To the general electorate, classifying members of Congress often means naming a party—Democrat, Republican, or Independent.
But elected representatives also ally themselves with a number of smaller, less formal groups. The Congressional Black Caucus has 43 members. The Congressional Hispanic Caucus is comprised of 21 Hispanic Democrats. The Blue Dog Coalition has 24 fiscally conservative Democrats.
For Harvard’s Washington lobbying apparatus, the most significant grouping may be the Harvard delegation—the group of congressmen with degrees from the University. With the addition of 14 Harvard alumni elected last Tuesday, the ranks of the crimson congressional contingent grew to 43, a marked increase over the 34 alumni who were members of the original 112th Congress.
Harvard relies on its lobbying efforts for everything from securing federal funding for research to promoting immigration reform. Harvard’s D.C.-based Office of Federal Relations, which coordinates the University’s lobbying efforts, makes an effort to keep members of Congress apprised of University happenings as well as Harvard’s stances on policy issues.

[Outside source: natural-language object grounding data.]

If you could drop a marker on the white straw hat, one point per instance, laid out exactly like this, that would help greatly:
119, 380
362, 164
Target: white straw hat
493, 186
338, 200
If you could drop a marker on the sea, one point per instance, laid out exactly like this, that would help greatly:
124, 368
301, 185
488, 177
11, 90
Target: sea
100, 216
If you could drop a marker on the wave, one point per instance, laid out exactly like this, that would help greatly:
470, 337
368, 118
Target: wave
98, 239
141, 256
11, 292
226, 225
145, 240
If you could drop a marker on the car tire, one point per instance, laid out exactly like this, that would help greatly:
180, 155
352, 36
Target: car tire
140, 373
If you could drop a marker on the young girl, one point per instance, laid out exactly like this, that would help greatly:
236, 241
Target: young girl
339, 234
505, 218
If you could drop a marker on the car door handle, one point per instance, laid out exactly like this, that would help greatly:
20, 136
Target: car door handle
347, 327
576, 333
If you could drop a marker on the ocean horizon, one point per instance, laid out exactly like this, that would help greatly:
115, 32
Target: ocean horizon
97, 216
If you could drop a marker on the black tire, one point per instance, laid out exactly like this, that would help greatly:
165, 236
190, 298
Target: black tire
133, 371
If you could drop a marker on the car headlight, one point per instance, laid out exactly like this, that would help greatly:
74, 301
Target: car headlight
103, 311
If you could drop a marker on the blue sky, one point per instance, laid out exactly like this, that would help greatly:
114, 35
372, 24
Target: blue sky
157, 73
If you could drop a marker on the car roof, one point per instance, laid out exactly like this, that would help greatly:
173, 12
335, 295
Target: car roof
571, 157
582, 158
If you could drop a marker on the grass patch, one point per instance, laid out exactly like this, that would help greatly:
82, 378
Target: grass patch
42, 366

“It’s always useful to get some additional input on issues that matter to the University,” says Congressman John P. S. Sarbanes, who graduated from Harvard Law School in 1988. “I think the fact that I attended school and have some understanding of what the priorities are and what the efforts are... it’s helpful to hear from people who have that.”

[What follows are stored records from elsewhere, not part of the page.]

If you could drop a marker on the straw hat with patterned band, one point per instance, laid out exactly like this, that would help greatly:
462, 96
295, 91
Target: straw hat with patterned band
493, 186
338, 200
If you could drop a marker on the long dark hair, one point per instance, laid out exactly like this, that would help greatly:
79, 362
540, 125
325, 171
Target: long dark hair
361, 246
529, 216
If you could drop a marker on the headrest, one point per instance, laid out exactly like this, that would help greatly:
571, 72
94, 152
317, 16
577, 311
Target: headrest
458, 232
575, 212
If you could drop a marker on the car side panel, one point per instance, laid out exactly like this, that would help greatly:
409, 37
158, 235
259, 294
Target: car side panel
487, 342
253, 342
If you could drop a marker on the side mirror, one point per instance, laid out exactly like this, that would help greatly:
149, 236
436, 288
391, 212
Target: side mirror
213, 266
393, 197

The existence of a Harvard delegation gives the University a special inroad into Capitol Hill, allowing its lobbyists to appeal to a small group of legislators not just as politicians, but as Harvard alumni.
Members of Congress with Harvard degrees say they feel deep ties to their alma mater—something reflected in their interaction with Harvard officials and the University as a whole.

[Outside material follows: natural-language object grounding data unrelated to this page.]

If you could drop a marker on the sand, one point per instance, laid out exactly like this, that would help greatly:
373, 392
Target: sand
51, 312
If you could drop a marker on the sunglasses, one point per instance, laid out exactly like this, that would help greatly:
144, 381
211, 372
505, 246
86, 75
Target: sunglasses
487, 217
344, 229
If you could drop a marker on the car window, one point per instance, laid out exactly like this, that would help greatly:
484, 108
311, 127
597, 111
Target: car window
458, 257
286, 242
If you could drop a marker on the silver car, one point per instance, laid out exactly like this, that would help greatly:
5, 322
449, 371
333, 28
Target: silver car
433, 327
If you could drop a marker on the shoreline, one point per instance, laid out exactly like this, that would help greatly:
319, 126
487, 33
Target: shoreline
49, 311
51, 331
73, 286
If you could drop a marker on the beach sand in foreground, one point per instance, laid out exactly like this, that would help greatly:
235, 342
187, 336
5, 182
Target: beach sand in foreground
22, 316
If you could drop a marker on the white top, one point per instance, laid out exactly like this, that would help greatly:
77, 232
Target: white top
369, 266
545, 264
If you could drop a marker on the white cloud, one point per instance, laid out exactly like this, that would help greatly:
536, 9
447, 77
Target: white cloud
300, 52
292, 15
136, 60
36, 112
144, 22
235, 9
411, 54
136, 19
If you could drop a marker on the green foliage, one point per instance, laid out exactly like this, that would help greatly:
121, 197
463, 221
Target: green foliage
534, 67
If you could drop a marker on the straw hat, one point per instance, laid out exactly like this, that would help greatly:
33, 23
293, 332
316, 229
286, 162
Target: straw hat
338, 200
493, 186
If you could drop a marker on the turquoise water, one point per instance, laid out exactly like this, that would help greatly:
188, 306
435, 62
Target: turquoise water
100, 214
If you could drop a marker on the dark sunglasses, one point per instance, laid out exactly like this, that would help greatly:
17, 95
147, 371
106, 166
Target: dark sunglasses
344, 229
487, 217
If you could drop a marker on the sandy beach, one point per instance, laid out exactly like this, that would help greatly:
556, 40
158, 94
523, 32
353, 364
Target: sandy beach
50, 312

“Our alumni who are in Congress are in many ways like our alumni in other professions in that their time at Harvard was formative to them and their degree from Harvard is a big part of their identity,” says Christine M. Heenan, Harvard vice president of public affairs and communications.
Four congressmen interviewed for this article say they maintain a sentimentality for their time at Harvard and keep in touch with other members of their graduating class.
“For me, being in Boston and being at Harvard was a good experience that I’ve carried a positive feeling about,” says Sarbanes, who returned to Cambridge last week to lecture at the Law School.
Members of Congress who return to campus often receive special attention from Harvard’s Office of Public Affairs and Communications, the department that also oversees Harvard’s lobbying efforts.
“We’ve had everything from members of Congress who are visiting campus with their children say, ‘Can you connect us with the folks from admissions for a tour’ to ‘We’re going to be speaking at the IOP, can our press office interact with yours?’” says Heenan.
Sometimes members of Congress are reluctant to publicize their Harvard connections. “I think most people in elected office hide their affiliation with Harvard because it doesn’t make [them] popular,” says Congressman Jim H. S. Cooper, who graduated from the Law School in 1980. “There’s a certain arrogance associated with Harvard people.”
“Never mention it because it can only hurt you,” he says of how politicians often manage their ties to Harvard.